Three successive rounds of protoplast fusion were carried out, and after each round, the pH of the plates used for selection was decreased. Screening was done at the end of each fusion and colonies having both traits selected for the next round. After the first fusion, the best five colonies (F1-2, F1-16, F1-25, F1-32 and F1-46) were selected from the first shuffled library and used for the second fusion. Five colonies (F2-3, F2-9, F2-14, F2-18 and F2-42) were obtained from the second shuffled library and used for the next fusion. After the third fusion, five colonies (F3-5, F3-8, F3-16, F3-25 and F3-47) were obtained from the third shuffled library. The results are shown in Figure 3.

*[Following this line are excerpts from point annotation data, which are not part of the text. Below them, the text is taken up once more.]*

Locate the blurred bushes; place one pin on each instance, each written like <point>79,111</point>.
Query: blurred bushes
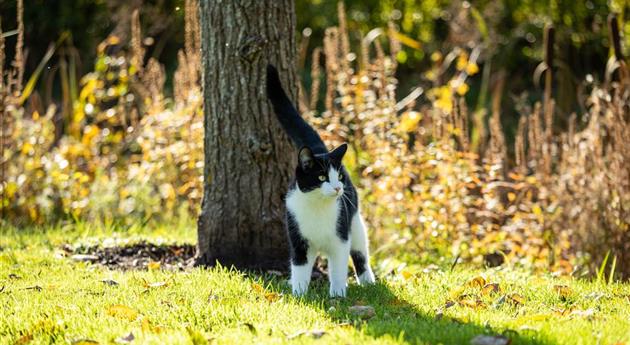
<point>127,152</point>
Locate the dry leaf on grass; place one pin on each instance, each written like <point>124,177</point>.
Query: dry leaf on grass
<point>317,333</point>
<point>154,265</point>
<point>478,281</point>
<point>155,284</point>
<point>490,340</point>
<point>471,302</point>
<point>123,312</point>
<point>85,342</point>
<point>126,339</point>
<point>362,311</point>
<point>258,288</point>
<point>147,326</point>
<point>406,274</point>
<point>563,291</point>
<point>490,288</point>
<point>272,296</point>
<point>516,299</point>
<point>109,282</point>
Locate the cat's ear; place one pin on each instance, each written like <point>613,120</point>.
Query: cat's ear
<point>337,154</point>
<point>306,159</point>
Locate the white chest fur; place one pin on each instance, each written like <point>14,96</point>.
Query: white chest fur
<point>316,217</point>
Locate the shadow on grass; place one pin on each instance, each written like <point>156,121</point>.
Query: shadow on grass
<point>397,318</point>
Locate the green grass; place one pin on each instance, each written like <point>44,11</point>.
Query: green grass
<point>46,298</point>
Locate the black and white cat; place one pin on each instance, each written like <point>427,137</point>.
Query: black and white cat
<point>322,204</point>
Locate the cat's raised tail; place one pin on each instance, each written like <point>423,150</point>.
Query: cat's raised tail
<point>300,132</point>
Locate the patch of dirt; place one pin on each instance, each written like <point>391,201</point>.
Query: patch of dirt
<point>137,256</point>
<point>144,255</point>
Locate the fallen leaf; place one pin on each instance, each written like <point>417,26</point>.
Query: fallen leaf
<point>490,340</point>
<point>563,290</point>
<point>122,312</point>
<point>499,302</point>
<point>535,317</point>
<point>362,311</point>
<point>316,334</point>
<point>154,265</point>
<point>562,312</point>
<point>478,281</point>
<point>516,299</point>
<point>258,288</point>
<point>345,325</point>
<point>84,257</point>
<point>406,274</point>
<point>456,292</point>
<point>490,288</point>
<point>126,339</point>
<point>272,296</point>
<point>472,302</point>
<point>25,339</point>
<point>85,342</point>
<point>588,313</point>
<point>156,284</point>
<point>147,326</point>
<point>251,327</point>
<point>109,282</point>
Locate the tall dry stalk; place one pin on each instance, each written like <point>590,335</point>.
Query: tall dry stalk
<point>137,50</point>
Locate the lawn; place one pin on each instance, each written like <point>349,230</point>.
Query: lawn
<point>46,297</point>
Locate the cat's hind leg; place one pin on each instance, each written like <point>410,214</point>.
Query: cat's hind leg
<point>359,251</point>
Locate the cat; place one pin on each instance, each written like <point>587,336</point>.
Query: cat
<point>323,214</point>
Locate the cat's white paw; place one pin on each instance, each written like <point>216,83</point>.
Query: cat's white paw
<point>298,292</point>
<point>299,288</point>
<point>338,290</point>
<point>367,277</point>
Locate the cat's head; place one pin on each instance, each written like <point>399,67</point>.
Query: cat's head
<point>321,173</point>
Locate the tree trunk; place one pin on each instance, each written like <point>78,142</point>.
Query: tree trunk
<point>248,158</point>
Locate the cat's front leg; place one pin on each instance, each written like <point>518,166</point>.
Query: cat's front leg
<point>301,270</point>
<point>302,257</point>
<point>338,269</point>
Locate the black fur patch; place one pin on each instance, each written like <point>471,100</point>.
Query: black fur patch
<point>307,175</point>
<point>359,262</point>
<point>297,243</point>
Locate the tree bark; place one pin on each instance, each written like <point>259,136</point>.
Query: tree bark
<point>248,158</point>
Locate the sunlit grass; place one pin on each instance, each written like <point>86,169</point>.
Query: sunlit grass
<point>51,299</point>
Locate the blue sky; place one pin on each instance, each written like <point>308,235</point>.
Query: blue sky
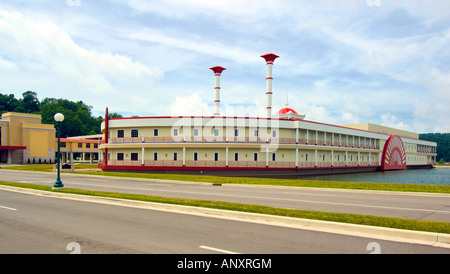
<point>341,62</point>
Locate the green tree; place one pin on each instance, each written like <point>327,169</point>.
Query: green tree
<point>443,144</point>
<point>77,116</point>
<point>8,102</point>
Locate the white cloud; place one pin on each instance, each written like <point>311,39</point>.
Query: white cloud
<point>53,65</point>
<point>189,105</point>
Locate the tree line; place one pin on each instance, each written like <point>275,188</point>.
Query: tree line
<point>78,118</point>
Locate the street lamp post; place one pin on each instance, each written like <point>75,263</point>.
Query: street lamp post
<point>58,118</point>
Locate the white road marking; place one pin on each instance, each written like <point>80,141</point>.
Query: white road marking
<point>9,208</point>
<point>218,249</point>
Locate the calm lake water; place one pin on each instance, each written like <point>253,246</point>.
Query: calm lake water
<point>434,176</point>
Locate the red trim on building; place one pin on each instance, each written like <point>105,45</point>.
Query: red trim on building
<point>13,147</point>
<point>394,156</point>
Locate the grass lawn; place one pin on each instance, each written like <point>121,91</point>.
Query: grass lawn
<point>399,223</point>
<point>92,169</point>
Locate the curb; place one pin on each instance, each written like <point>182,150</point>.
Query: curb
<point>383,233</point>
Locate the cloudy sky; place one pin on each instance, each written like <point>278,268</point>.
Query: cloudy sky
<point>345,61</point>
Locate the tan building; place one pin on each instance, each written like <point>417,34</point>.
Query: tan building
<point>283,143</point>
<point>81,149</point>
<point>24,139</point>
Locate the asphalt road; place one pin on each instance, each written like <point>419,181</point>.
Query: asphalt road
<point>401,205</point>
<point>31,224</point>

Among the five strains, two selected isolates (F3-16 and F3-25) showed β-glucosidase activities of 4610 and 4790 U L−1, respectively, which were nearly eightfold higher as compared to B. anomalus PSY-001, and were selected for the subsequent studies.

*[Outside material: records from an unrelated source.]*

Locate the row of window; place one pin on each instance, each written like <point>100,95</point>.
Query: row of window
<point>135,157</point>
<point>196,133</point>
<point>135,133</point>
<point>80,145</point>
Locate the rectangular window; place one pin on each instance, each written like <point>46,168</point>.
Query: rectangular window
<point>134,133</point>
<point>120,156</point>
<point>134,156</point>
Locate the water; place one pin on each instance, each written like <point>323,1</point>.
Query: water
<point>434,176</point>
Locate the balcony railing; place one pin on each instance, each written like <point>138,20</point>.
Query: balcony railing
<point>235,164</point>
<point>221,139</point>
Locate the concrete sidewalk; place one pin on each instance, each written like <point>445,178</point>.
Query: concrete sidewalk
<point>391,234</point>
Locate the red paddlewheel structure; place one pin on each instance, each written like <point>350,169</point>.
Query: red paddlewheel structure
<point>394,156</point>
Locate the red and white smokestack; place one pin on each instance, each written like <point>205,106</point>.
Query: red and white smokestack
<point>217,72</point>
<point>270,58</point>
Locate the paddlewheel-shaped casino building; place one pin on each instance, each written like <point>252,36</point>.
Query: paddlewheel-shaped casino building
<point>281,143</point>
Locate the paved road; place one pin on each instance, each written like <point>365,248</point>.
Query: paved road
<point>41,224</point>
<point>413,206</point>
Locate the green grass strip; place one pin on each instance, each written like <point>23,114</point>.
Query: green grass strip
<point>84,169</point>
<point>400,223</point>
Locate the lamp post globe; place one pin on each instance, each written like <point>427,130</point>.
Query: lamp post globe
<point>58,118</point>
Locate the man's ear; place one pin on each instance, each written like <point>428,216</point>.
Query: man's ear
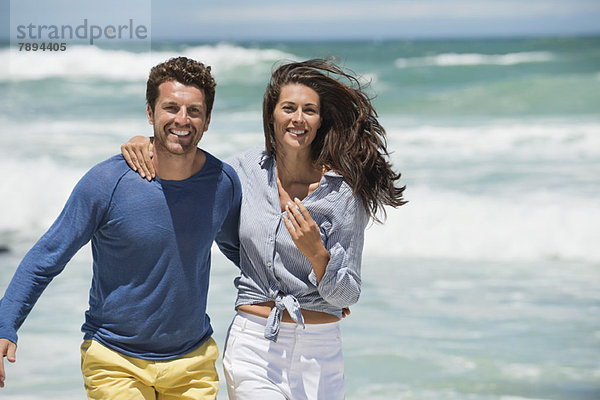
<point>149,113</point>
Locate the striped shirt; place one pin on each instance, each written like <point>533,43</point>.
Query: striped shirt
<point>272,267</point>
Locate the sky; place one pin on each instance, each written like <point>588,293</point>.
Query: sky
<point>274,20</point>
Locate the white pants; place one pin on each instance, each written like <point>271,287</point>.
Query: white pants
<point>303,364</point>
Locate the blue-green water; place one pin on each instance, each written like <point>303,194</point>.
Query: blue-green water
<point>486,285</point>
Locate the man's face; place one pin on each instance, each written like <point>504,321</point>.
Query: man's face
<point>179,117</point>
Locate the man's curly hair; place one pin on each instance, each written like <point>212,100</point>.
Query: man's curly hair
<point>183,70</point>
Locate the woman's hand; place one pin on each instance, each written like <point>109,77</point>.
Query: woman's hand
<point>306,236</point>
<point>138,154</point>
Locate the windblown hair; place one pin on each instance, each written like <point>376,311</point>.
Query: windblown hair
<point>350,140</point>
<point>183,70</point>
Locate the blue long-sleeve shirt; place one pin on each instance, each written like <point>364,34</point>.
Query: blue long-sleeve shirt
<point>272,267</point>
<point>151,244</point>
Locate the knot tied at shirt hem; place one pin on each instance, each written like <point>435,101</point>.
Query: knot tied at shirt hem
<point>282,302</point>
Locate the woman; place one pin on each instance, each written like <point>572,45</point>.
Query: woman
<point>307,199</point>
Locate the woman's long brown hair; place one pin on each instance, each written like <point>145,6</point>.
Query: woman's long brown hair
<point>350,140</point>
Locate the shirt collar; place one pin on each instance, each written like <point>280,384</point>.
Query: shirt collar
<point>266,161</point>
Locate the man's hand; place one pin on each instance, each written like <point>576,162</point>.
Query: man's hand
<point>7,349</point>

The methods commonly used for improvement of industrial microorganisms range from classical strain improvement techniques to metabolic engineering. Although classical strain improvement is effective, it is very time- and labour-consuming. Protoplast-related techniques have extensive application in the fermentation industry as well as in genetic engineering and molecular biology. These techniques can provide stable changes in the genome of Brettanomyces spp. In the present study, genome shuffling was successfully applied as an effective whole-cell engineering strategy for the rapid improvement of industrially important microbial phenotypes. Our results support the assertion that genome shuffling offers more advantages than classical strain improvement strategies and rational genetic methods for strain improvement (i.e. metabolic engineering).[18]

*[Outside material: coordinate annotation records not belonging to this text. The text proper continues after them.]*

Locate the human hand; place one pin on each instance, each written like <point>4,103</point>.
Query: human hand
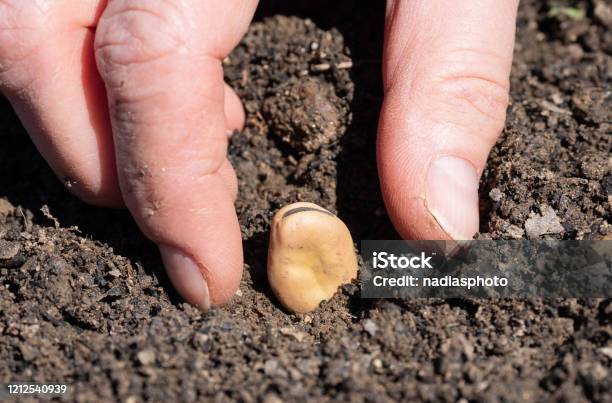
<point>160,87</point>
<point>446,74</point>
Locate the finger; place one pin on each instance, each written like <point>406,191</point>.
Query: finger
<point>161,63</point>
<point>446,70</point>
<point>234,112</point>
<point>58,94</point>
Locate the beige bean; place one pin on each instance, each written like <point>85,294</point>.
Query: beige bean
<point>310,255</point>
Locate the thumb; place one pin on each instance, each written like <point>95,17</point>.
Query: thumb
<point>445,70</point>
<point>161,65</point>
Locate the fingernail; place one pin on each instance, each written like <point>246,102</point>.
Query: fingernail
<point>452,196</point>
<point>186,277</point>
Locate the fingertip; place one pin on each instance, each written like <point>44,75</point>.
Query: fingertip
<point>186,277</point>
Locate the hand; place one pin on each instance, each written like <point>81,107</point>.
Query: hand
<point>160,80</point>
<point>446,74</point>
<point>151,70</point>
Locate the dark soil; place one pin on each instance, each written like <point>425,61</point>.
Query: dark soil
<point>91,307</point>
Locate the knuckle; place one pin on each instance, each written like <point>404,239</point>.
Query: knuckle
<point>138,33</point>
<point>479,97</point>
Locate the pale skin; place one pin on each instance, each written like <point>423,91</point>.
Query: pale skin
<point>126,100</point>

Genetic stability of F3-25

To check the genetic stability of F3-25, we cultured the shuffled mutant from three successive rounds of protoplast fusion for eight generations and measured the β-glucosidase activities of every other generation. All the generations showed similar activity as the initial strain, suggesting that F3-25 was genetically stable and suitable for the next steps of investigation and industrial production. This makes the strain promising for use in food flavour production.

Conclusions

In the present work, a recombinant strain, F3-25, was obtained after three rounds of genome shuffling and its production of β-glucosidase activity reached 4790 U L−1, which was a nearly eightfold increase compared to the original strain B. anomalus PSY-001.